I’d wonder how the massive lead contamination factors into this, too. They would have to thoroughly clean and re-clean everything of all that dust.

Wood soaked in oil? What could possibly go wrong?

The question is whether they want to rebuild exactly as it was, use traditional materials only for the visible surfaces, or simply give the appearance of the old building?

I imagine the professional traditional builders are used when the goal is to restore a portion of a building - ie. rebuild the staircase, or re-plaster a deteriorating room - and the goal is to maintain the current

For example, the same spire with the same look could be built on a frame of stainless steel and be far less susceptible to future fires or rot or other damage. Similarly, the roof can be any type of beams, maybe steel, does not need to be solid oak; and the covering under the shingles, also modern materials - rather than over-engineered oak planning (I assume) it could be sheets of steel or something.

These are all decisions to be made in the next few months (years, at this rate?). How important is it to rebuild exactly as it was way back when? Is it work the extra hundreds of millions of Euros?

Perhaps a similar scale of project - almost - was the Venice Opera House La Fenice, destroyed by fire a few decades ago…

(Wikipedia, as usual) So they only tried to make it look as much like the original as possible.

The roof of Chartres Cathedral burned in the 1830s and it was replaced with an iron frame and copper shingles. File:Chartres roof space the Charpente de Fer.jpg - Wikipedia By now that’s an historical construct in its own right, but I don’t see why a similar solution for Notre Dame made of modern steel would be out of the question. This is especially considering the fragile nature of the remaining walls and buttresses. A properly engineered truss roof can relieve a lot, if not all, of the outward stresses on the walls by tying them together and resolving those forces within the roof. That wasn’t possible in medieval times when construction took centuries to complete, and before they knew how to engineer beams, columns, trusses, etc. beyond just piling more mass against it and hoping things would work.

Ok, that addition to the joke had me in stitches. :smiley:

I feel like the best idea is to dismantle anything that can’t be (safely) saved, rebuild it with modern materials and construction techniques such that it resembles the original structure and use the original parts that were taken down as a facade and/or interior decoration. Sure, right now, it might seem like it’s not the same but in 200 years the fire/dismantling/rebuilding will just be part of it’s story. Historians will talk about how the process was done, tour guides and documentaries will point out what’s original, what was done after the fire, which materials are original etc.

It’s, what, 700 years old? In another few hundred years the pre-fire/post-fire thing will only serve to make it that much more interesting, regardless of how the reconstruction is handled.

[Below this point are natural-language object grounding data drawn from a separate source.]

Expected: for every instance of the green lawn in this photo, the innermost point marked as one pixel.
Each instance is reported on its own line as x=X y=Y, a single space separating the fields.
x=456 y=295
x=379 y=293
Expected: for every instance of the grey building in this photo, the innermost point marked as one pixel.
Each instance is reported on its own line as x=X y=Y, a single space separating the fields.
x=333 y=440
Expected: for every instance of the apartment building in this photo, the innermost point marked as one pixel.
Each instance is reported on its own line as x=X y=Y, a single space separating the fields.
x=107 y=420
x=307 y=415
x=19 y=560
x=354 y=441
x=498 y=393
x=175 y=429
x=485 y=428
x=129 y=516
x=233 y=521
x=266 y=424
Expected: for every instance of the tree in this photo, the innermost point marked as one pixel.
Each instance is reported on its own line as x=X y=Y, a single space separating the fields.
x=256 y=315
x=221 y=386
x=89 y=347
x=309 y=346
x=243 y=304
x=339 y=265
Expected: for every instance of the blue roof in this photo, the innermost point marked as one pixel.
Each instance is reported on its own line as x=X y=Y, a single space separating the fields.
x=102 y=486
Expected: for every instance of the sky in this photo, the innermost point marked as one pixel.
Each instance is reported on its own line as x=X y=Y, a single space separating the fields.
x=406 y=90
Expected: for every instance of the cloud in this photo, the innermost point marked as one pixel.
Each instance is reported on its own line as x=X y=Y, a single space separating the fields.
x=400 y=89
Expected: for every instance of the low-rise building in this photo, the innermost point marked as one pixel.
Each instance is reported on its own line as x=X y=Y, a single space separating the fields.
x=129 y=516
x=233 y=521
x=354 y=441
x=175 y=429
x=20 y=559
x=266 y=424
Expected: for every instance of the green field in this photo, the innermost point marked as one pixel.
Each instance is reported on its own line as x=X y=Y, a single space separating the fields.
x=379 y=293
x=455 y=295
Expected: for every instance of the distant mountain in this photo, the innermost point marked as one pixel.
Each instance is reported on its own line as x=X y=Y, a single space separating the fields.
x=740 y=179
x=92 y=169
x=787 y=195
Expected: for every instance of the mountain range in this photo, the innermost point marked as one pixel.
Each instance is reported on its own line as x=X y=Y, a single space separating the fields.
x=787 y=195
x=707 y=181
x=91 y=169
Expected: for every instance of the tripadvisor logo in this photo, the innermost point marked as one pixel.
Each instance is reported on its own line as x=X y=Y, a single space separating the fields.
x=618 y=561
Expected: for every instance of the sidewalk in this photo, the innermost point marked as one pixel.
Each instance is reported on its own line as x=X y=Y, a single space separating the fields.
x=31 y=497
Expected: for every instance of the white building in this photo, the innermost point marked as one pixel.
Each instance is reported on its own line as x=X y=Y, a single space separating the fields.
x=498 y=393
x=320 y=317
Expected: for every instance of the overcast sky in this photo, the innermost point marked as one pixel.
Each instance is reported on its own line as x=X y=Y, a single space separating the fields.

If the https://en.wikipedia.org/wiki/Dresden_Frauenkirche can be rebuilt, anything is possible.

During the 1982/1984 renovation of San Francisco’s cable car system, it was discovered the car barn and power house had more issues than anticipated.

Essentially, a new steel structure was built within the walls of the old one. They didn’t even have to take the old walls down.

That flaw is removed by the addition of the phrase “on average”.

Just like I can gather up 100 people and hand one person $100. “Every person got $1” is wrong but “Every person, on average, got $1” is correct.